Читать книгу «Неизвестный Де Голль. Последний великий француз» онлайн полностью📖 — Николая Молчанова — MyBook.
image

Сен-Сир

Уныние воцарилось в семье Анри де Голля в один из июльских дней 1904 года. Случилось то, чего здесь с тревогой ждали уже несколько лет: парламент принял закон, запрещавший религиозным конгрегациям преподавание в школах. До сих пор еще была какаято надежда, что сопротивление церкви антиклерикальному законодательству увенчается успехом. Святые отцы разжигали яростный фанатизм и поднимали шумное движение в защиту «свободной» школы. В самых отсталых департаментах, вроде Финистера, дело доходило до вооруженных схваток между одурманенными католиками и полицией, изгонявшей монахов из школ. Но основная масса населения не поддержала «черную партию». И вот теперь закрытие иезуитского коллежа Непорочного зачатия, как и других заведений подобного рода, было лишь вопросом времени. Где же будут учиться Шарль и его три брата? Более того, благополучие всей семьи оказалось в опасности: ведь ее глава в это время заведовал учебной частью коллежа на улице Вожирар.

Между тем Шарль уже успешно закончил класс риторики. Но он еще слишком молод, и ему рано сдавать экзамены на бакалавра; чтобы не терять времени, его записывают и в класс философии. Однако закончить учебу в Париже ему так и не удалось. Республика неумолима: преподавательская деятельность иезуитов отныне запрещена. Разумеется, Шарль де Голль мог бы продолжать учебу в какомнибудь светском коллеже. Однако его родители презирают эти республиканские заведения. Отец посылает сына в 1907 году учиться за границу, в Бельгию. Сюда перебрались парижские иезуиты и основали коллеж Святого Сердца. Он разместился в Антуане, вблизи Турнэ, совсем рядом с французской границей. Шарль де Голль продолжает учебу недалеко от знаменитого поля сражения при Фонтенуа, ныне засаженного свеклой. Не так далеко отсюда и легендарные холмы Ватерлоо. Это снова привилегированное учебное заведение; многие из его учеников носят имена с дворянской приставкой и обращаются друг к другу только на «вы». Не зря коллеж занял бывший замок принца де Линя, кирпичный фасад которого возвышается над рекой Эско.

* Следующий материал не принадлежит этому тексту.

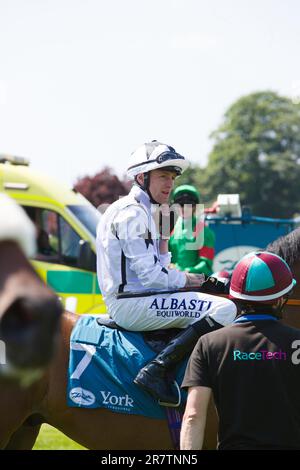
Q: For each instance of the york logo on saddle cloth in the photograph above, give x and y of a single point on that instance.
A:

Шарль де Голль занимается в специальном математическом классе и обнаруживает большие способности к математике. Преподаватели советуют ему поступить после окончания коллежа в Политехническую школу. Но юноша, который одно время мечтал стать миссионером, уже сделал окончательный выбор своего пути. Он хочет быть офицером и намерен поступить в военное училище СенСир. Отнюдь не случайно появилось у него стремление к карьере профессионального военного. Сказалось прежде всего обычное для молодого человека дворянского происхождения, воспитанного в иезуитском коллеже и в консервативной семье, предубеждение против всех республиканских институтов, кроме традиционных «устоев общества»: церкви и армии. Но такое простое объяснение далеко не исчерпывает мотивов, побудивших молодого де Голля избрать военное поприще. Этот выбор является результатом длительных размышлений о судьбе родины и своем жизненном пути, закономерным плодом его духовного развития, завершавшегося в сложной, напряженной и противоречивой интеллектуальной атмосфере Франции начала нынешнего века.

Позднее сам де Голль опишет эту атмосферу, как она представлялась ему в годы юности: «Появление Бутру и Бергсона в области философии, обновивших французскую духовную жизнь, таинственное очарование Пеги, ранняя зрелость молодежи, чувствовавшей приближение кровавой жатвы, влияние Барреса в литературе, прививавшего элите сознание вечных национальных ценностей, объединявших ее с предками…»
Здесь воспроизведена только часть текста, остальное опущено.